Migrants : le Pape, l’urgence et l’équilibre

L’éditorialiste de France catholique appuie l’appel du pape en faveur d’une assistance humanitaire et caritative, d’une urgence absolue, mais il faut garder la tête froide. Il est aussi urgent de savoir quels moyens nous prendrons pour rétablir l’équilibre autour de la Méditerranée.

[France catholique, Psychologiquement, la situation se tend en France et en Europe, devant ce que certains appellent « la déferlante migratoire ». Le pape François demande à toutes les paroisses et communautés catholiques d’accueillir chacune une famille, alors que le même jour à Marseille, Marine Le Pen se montre absolument intraitable. Il semble qu’une grande partie de l’opinion publique française soit du même avis, malgré diverses initiatives qui vont dans le sens de l’appel du Pape.

Il est probable que dans les jours qui viennent, les porte-parole des deux positions antagonistes vont continuer à s’opposer et il est prévisible qu’à l’occasion des élections régionales le ton va encore monter et que le problème de l’immigration dominera tous les autres dans les affrontements.

Tête froide

Il est quasiment impossible de parler d’un pareil sujet la tête froide. Certes, j’entends bien l’avertissement de cet excellent observateur qu’est le sociologue Jean-Pierre Le Goff, qui nous prie instamment de ne pas nous laisser prendre par une émotion qui bride la raison. Mais au-delà de l’image d’un petit garçon mort sur une plage qui a fait le tour de la Terre, il y a cette réalité incontestable de tout un peuple à la dérive.

J’ai affirmé ici à maintes reprises qu’il fallait secourir cette détresse d’urgence. Cela suppose donc des mesures d’accueil en proportion de la masse de ces pauvres gens qui nous tendent la main. Mais il serait irresponsable de ne pas penser sur le champ à la suite des événements.

La suite des événements

Ces réfugiés vont-ils s’installer durablement chez nous ? Est-ce souhaitable pour eux-mêmes et pour leurs pays d’origine ? Mgr Pascal Gollnisch, responsable de l’Œuvre d’Orient, est d’avis qu’il faut songer d’ores et déjà à leur réinstallation dans les pays d’origine, notamment en Syrie et en Irak. Mais on sait comment ils ont été chassés, du fait de la guerre impitoyable menée par Daesh. Ce retour suppose un renversement de situation encore problématique.

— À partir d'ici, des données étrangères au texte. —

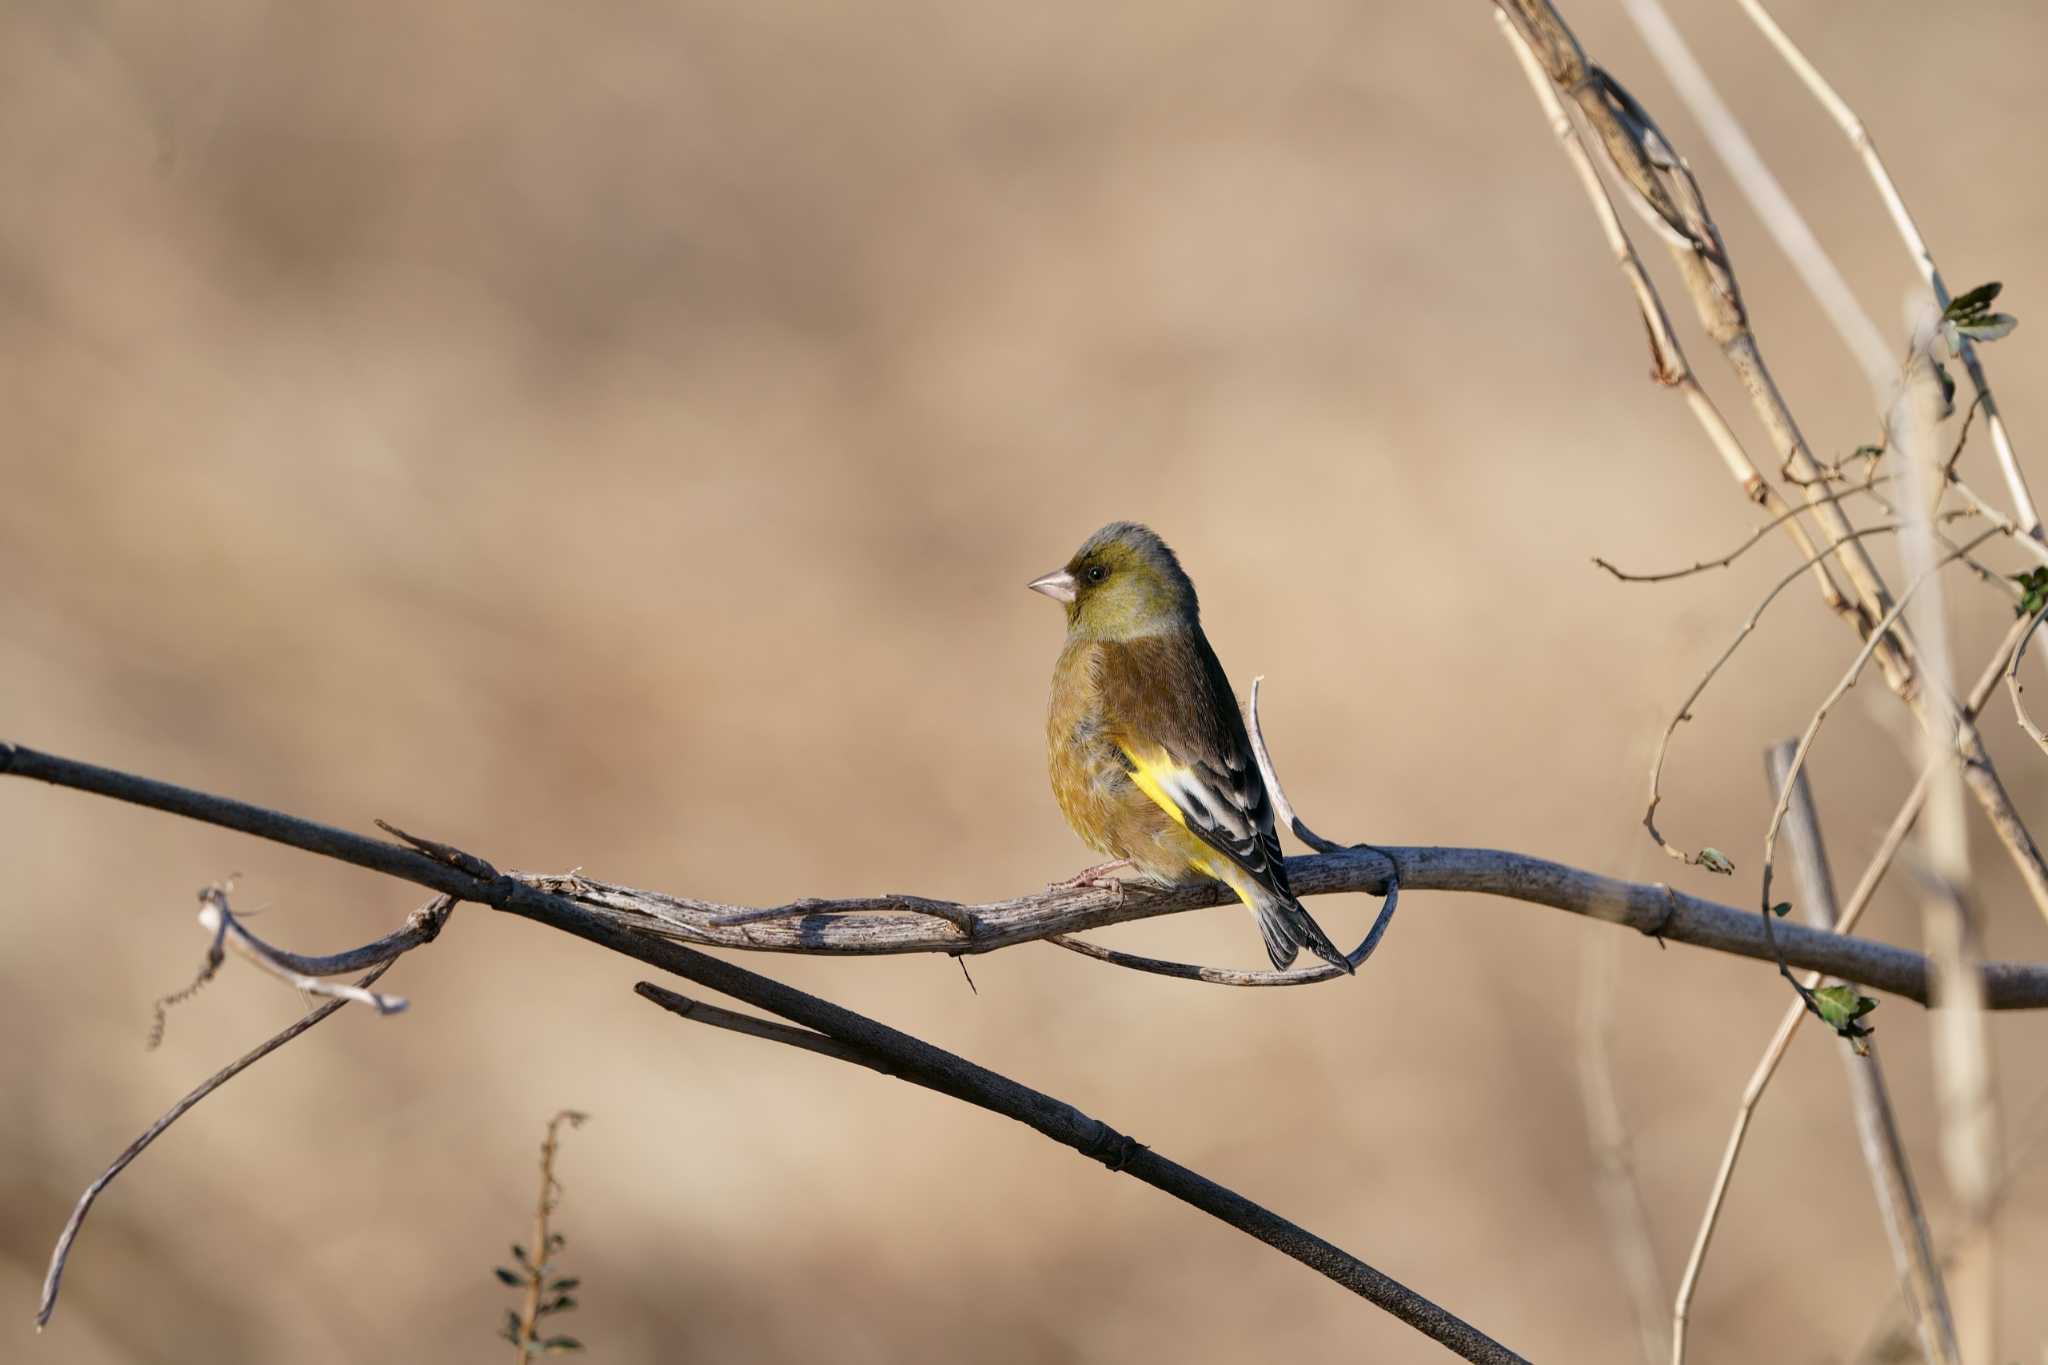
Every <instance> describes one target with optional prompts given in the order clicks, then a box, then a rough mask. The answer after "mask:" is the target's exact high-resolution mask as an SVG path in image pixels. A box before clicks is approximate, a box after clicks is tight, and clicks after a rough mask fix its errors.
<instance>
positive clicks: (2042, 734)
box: [2005, 604, 2048, 749]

Les politiques comme les militaires hésitent devant la perspective d’intervenir directement au sol contre l’État islamique. Or c’est là que se trouve la source de l’énorme séisme humain auquel nous assistons. L’assistance humanitaire et caritative est d’une urgence absolue mais il est aussi urgent de savoir si nous aurons les moyens de rétablir l’équilibre de notre Mare Nostrum, notre chère Méditerranée.